Exotic properties of supercritical solutions: Supercritical fluids (SCFs) form when a gas or liquid is heated and compressed above a critical temperature and pressure. In this extreme regime, changing the pressure or temperature tunes the density between gas-like and liquid-like extremes. This tuneability makes SCFs attractive for a number of industrial applications. Near the critical point, SCFs show very unusual behaviour related to divergences in thermodynamic variables. The aim of this project is to explore SCFs and solutions (using combinations of time and frequency-domain optical spectroscopies as well as computer simulation) and thereby to develop molecular-level models of their properties.

Dynamics of fast solvent relaxation: The fluorescence properties of many fluorophores are profoundly influenced by the solvent environment. Solvent relaxation around the new electron distribution of the excited fluorophore leads to shifts of the fluorescence spectrum relative to the excitation (absorption) spectrum. Measurement of these shifts on the picosecond timescale will be used in this project to probe the dynamics of the solvent relaxation process.

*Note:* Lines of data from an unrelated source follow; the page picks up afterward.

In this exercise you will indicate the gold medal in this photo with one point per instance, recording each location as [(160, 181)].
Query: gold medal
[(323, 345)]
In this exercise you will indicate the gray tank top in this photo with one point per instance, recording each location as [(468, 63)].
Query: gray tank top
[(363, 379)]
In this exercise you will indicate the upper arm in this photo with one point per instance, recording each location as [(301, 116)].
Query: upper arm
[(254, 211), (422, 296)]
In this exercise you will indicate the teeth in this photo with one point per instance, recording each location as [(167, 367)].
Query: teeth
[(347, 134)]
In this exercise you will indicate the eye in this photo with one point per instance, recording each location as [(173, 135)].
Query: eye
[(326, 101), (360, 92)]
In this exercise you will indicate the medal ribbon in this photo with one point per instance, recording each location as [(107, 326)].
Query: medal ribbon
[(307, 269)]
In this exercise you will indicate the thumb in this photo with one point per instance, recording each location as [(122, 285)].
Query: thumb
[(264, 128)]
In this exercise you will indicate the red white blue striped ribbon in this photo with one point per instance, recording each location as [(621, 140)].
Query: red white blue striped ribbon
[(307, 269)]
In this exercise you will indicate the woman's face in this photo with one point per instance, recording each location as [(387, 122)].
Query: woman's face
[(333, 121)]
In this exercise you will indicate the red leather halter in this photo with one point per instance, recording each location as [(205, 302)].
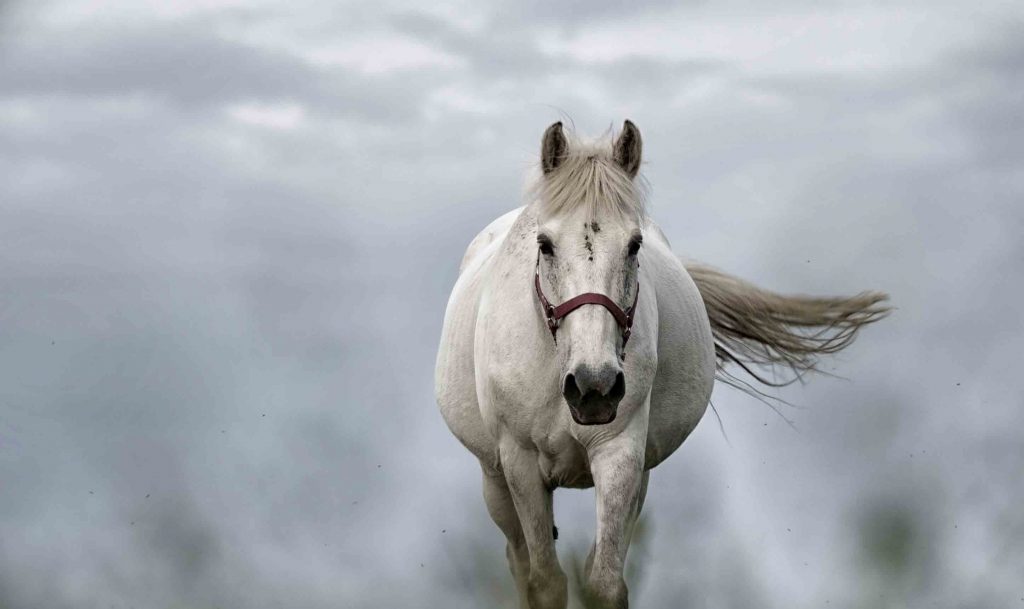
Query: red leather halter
[(554, 313)]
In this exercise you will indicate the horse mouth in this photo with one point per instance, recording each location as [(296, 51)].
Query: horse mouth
[(594, 414)]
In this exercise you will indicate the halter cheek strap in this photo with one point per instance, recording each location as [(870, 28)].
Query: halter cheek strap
[(554, 313)]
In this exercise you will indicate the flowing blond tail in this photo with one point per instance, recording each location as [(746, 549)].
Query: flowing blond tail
[(754, 328)]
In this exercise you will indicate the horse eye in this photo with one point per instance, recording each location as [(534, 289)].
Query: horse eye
[(546, 246)]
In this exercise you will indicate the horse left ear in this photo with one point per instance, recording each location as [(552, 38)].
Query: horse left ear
[(628, 147)]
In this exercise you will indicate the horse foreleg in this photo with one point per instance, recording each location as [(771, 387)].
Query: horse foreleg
[(546, 584), (502, 510), (589, 565), (621, 484)]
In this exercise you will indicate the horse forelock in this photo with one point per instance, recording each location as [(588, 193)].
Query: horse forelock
[(589, 178)]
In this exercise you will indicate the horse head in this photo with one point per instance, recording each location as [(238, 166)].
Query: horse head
[(589, 237)]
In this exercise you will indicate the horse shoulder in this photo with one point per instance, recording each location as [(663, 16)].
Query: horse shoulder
[(492, 233), (455, 383), (685, 353)]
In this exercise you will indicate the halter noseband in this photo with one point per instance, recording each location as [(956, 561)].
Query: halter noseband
[(554, 313)]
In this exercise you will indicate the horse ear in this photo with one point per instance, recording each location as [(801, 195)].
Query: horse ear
[(628, 147), (553, 147)]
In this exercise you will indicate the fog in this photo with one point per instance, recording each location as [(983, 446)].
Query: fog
[(228, 231)]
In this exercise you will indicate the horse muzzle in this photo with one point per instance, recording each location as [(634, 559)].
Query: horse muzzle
[(593, 395)]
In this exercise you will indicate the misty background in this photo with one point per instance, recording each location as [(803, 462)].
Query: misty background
[(228, 230)]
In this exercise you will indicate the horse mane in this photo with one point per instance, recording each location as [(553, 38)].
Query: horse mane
[(755, 328), (589, 177)]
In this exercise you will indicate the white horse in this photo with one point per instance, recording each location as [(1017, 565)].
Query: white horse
[(603, 387)]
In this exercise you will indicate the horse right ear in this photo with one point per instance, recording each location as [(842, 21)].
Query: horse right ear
[(553, 147)]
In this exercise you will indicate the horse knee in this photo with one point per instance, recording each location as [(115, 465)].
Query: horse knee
[(548, 591), (606, 593)]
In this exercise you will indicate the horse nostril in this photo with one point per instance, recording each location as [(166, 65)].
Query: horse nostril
[(619, 389), (570, 391)]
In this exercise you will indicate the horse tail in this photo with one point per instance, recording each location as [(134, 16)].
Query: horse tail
[(758, 329)]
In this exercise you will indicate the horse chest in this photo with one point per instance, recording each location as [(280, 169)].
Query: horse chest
[(564, 464)]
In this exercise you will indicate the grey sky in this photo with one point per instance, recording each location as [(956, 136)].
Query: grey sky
[(214, 217)]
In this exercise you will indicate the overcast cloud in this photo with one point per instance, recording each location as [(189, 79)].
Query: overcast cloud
[(228, 230)]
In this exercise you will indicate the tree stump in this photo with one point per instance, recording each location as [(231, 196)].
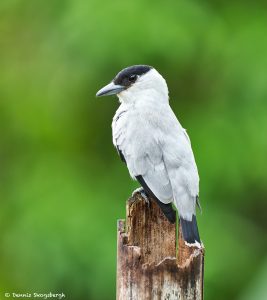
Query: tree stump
[(148, 267)]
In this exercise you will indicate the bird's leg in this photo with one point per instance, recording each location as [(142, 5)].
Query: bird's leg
[(143, 194)]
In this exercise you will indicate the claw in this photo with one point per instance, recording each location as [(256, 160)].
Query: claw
[(143, 194)]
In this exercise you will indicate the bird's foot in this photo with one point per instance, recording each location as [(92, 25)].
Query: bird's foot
[(143, 194)]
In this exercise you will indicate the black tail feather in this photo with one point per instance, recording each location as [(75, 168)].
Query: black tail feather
[(167, 209), (190, 230)]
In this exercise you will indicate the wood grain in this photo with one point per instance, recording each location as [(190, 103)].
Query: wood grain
[(147, 265)]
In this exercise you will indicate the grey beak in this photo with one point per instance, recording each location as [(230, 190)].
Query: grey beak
[(110, 89)]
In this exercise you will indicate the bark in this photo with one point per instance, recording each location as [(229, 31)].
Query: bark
[(147, 265)]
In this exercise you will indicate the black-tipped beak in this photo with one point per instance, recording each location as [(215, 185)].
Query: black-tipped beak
[(110, 89)]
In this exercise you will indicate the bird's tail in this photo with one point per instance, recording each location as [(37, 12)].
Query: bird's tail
[(190, 230), (168, 211)]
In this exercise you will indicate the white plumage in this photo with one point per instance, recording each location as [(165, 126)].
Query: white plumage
[(155, 145)]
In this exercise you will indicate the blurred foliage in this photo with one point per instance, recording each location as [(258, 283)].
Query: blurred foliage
[(62, 184)]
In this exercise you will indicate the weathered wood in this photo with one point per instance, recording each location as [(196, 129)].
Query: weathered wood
[(147, 265)]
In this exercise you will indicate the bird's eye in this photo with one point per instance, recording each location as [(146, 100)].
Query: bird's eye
[(132, 78)]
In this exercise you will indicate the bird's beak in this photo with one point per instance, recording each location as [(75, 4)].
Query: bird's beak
[(110, 89)]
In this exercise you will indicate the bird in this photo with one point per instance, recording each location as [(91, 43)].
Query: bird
[(154, 146)]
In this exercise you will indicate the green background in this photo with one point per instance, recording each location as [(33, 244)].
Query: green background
[(62, 184)]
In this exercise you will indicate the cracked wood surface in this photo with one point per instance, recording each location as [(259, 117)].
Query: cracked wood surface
[(147, 265)]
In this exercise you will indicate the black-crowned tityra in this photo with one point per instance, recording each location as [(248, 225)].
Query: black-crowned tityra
[(154, 145)]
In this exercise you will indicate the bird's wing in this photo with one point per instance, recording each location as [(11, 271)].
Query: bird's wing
[(143, 154), (182, 171)]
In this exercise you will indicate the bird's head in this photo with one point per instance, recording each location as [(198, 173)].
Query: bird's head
[(135, 83)]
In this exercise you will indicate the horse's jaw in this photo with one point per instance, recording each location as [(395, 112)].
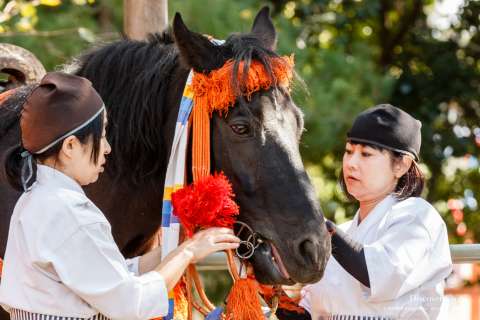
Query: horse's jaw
[(268, 269)]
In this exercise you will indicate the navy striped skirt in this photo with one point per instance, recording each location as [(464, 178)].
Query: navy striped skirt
[(16, 314)]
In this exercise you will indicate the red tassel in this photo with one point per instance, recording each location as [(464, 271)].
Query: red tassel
[(206, 203), (243, 302)]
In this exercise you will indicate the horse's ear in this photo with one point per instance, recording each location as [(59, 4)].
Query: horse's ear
[(196, 50), (264, 30)]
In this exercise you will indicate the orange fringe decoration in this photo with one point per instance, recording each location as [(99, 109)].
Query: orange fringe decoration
[(181, 308), (214, 92), (4, 95), (285, 302), (243, 302)]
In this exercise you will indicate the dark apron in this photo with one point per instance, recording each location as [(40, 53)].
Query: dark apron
[(16, 314)]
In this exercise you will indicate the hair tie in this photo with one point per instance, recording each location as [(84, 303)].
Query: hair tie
[(27, 169)]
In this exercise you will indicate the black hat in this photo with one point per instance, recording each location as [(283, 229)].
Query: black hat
[(388, 127), (60, 105)]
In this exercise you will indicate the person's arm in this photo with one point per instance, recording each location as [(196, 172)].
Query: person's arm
[(349, 254), (283, 314), (192, 250), (91, 265)]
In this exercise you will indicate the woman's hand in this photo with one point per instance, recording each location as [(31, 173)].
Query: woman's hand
[(208, 241)]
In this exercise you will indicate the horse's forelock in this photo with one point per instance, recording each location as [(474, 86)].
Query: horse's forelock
[(247, 48)]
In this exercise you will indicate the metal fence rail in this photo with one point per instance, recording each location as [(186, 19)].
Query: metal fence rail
[(461, 253)]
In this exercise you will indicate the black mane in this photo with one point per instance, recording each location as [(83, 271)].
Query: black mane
[(11, 108), (133, 76)]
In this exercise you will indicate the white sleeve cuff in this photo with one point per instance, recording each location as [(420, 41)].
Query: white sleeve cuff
[(132, 265), (155, 294)]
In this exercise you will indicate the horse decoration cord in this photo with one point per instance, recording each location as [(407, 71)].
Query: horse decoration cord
[(209, 200)]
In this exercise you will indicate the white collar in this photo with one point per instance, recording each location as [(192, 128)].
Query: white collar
[(373, 217), (52, 177)]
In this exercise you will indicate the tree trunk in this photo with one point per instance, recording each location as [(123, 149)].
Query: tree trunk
[(142, 17)]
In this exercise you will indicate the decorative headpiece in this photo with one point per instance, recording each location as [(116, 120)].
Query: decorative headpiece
[(208, 202)]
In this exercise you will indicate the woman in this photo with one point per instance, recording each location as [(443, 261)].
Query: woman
[(61, 260), (391, 260)]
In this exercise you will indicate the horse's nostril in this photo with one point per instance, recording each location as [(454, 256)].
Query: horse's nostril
[(309, 251)]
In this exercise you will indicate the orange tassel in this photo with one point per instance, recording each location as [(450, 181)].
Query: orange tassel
[(180, 310), (243, 302), (285, 302)]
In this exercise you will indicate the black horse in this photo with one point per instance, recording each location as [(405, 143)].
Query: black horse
[(255, 145)]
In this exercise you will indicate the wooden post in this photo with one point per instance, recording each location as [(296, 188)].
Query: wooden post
[(141, 17)]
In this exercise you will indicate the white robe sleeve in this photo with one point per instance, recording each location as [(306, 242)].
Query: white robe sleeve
[(407, 255), (91, 265), (132, 265)]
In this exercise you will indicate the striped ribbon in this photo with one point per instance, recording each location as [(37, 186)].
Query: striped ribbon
[(175, 176), (175, 179)]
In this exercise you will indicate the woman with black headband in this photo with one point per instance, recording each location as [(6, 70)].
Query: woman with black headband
[(61, 261), (391, 260)]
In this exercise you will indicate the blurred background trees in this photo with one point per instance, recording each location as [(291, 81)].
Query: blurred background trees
[(352, 54)]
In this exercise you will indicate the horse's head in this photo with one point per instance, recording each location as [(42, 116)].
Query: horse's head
[(256, 144)]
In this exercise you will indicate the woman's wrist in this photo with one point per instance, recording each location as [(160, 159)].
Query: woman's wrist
[(188, 252)]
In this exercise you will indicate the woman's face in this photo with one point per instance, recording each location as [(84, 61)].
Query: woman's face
[(79, 164), (368, 173)]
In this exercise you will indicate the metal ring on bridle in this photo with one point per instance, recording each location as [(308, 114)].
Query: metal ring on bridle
[(251, 243)]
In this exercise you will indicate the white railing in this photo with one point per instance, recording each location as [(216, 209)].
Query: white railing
[(465, 253), (461, 253)]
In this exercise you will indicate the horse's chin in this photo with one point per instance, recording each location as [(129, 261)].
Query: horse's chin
[(267, 270)]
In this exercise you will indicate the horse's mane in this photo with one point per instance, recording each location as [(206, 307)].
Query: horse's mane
[(11, 108), (133, 78)]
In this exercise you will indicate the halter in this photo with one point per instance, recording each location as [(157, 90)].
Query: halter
[(204, 94)]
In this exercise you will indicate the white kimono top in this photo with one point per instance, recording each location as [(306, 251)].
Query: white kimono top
[(408, 258), (61, 259)]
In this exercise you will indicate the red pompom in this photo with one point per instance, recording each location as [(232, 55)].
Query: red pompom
[(205, 203)]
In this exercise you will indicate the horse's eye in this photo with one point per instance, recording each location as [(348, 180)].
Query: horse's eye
[(240, 129)]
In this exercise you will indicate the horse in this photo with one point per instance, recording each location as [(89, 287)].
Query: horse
[(255, 144)]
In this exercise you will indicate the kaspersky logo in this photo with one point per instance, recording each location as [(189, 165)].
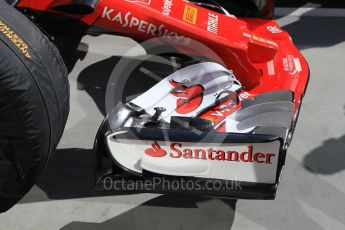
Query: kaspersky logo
[(177, 150)]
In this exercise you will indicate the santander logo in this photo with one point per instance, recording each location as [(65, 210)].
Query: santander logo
[(177, 150)]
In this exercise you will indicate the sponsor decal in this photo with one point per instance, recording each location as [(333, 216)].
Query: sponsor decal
[(146, 2), (166, 9), (292, 65), (274, 29), (260, 39), (15, 39), (212, 23), (190, 14), (270, 68), (127, 20), (177, 150)]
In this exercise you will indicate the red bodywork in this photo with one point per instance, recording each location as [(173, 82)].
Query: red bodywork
[(262, 55)]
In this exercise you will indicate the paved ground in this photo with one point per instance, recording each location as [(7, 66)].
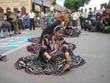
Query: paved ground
[(93, 47)]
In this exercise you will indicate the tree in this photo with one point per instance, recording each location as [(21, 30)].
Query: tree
[(75, 4)]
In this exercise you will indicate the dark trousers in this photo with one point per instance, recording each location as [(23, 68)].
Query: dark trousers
[(32, 24)]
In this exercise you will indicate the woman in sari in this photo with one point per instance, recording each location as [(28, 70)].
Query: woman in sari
[(53, 57)]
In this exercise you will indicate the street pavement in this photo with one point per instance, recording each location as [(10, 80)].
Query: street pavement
[(94, 47)]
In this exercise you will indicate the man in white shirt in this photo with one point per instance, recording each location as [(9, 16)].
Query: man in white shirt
[(31, 16)]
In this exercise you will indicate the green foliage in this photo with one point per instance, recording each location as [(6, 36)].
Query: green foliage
[(75, 4)]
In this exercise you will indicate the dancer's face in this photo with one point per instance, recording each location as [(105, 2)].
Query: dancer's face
[(59, 34)]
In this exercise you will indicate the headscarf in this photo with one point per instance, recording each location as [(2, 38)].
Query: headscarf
[(49, 29)]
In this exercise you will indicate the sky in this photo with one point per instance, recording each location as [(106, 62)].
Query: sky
[(92, 3)]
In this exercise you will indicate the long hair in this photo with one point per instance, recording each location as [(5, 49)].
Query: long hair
[(49, 29)]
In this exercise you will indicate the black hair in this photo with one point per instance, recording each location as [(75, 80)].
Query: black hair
[(49, 29)]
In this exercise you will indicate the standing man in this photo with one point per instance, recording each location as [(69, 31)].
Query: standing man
[(31, 16)]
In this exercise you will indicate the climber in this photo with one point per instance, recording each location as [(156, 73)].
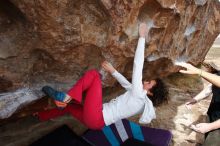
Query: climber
[(93, 113), (211, 129)]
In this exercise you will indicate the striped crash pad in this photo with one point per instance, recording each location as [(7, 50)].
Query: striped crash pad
[(122, 130)]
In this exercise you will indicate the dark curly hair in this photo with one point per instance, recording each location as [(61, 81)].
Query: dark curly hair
[(160, 93)]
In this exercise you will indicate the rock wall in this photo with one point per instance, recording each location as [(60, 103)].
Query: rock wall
[(56, 41)]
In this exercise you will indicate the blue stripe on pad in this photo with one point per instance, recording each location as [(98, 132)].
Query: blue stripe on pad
[(110, 136), (136, 131)]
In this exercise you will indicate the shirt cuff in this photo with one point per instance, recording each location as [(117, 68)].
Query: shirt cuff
[(115, 73), (142, 38)]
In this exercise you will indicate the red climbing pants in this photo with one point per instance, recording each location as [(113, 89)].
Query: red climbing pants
[(90, 112)]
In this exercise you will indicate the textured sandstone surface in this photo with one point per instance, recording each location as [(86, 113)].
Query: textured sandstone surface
[(55, 42)]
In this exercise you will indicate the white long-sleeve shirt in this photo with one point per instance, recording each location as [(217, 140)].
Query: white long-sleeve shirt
[(134, 100)]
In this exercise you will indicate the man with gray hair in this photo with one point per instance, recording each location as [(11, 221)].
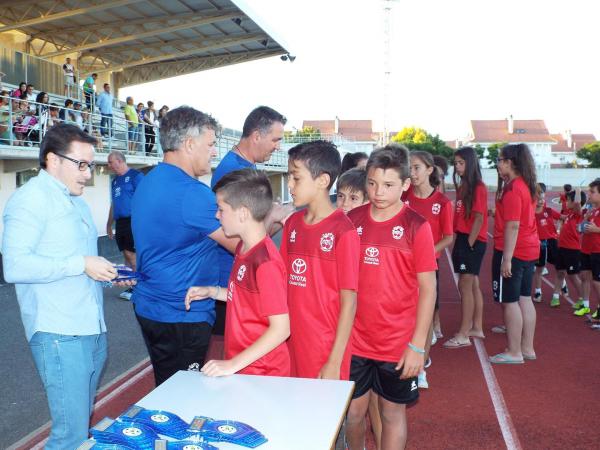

Protein folding procceses: There is increasing interest in the use of hydrostatic pressure to study the factors that determine the structure of proteins, because the effects of pressure are more amenable to interpretation than those of temperature. Application of pressure affects internal interactions solely by changes in volume, whereas a change in temperature changes both the energy content and the volume of the system. The project is aimed at understanding developing models for the folding process under compression.

Collaborators: Centre for Science at Extreme Conditions (University of Edinburgh), University of Strathclyde, Glasgow University, Rutherford Appleton Laboratory, University College London, Edinburgh Instruments.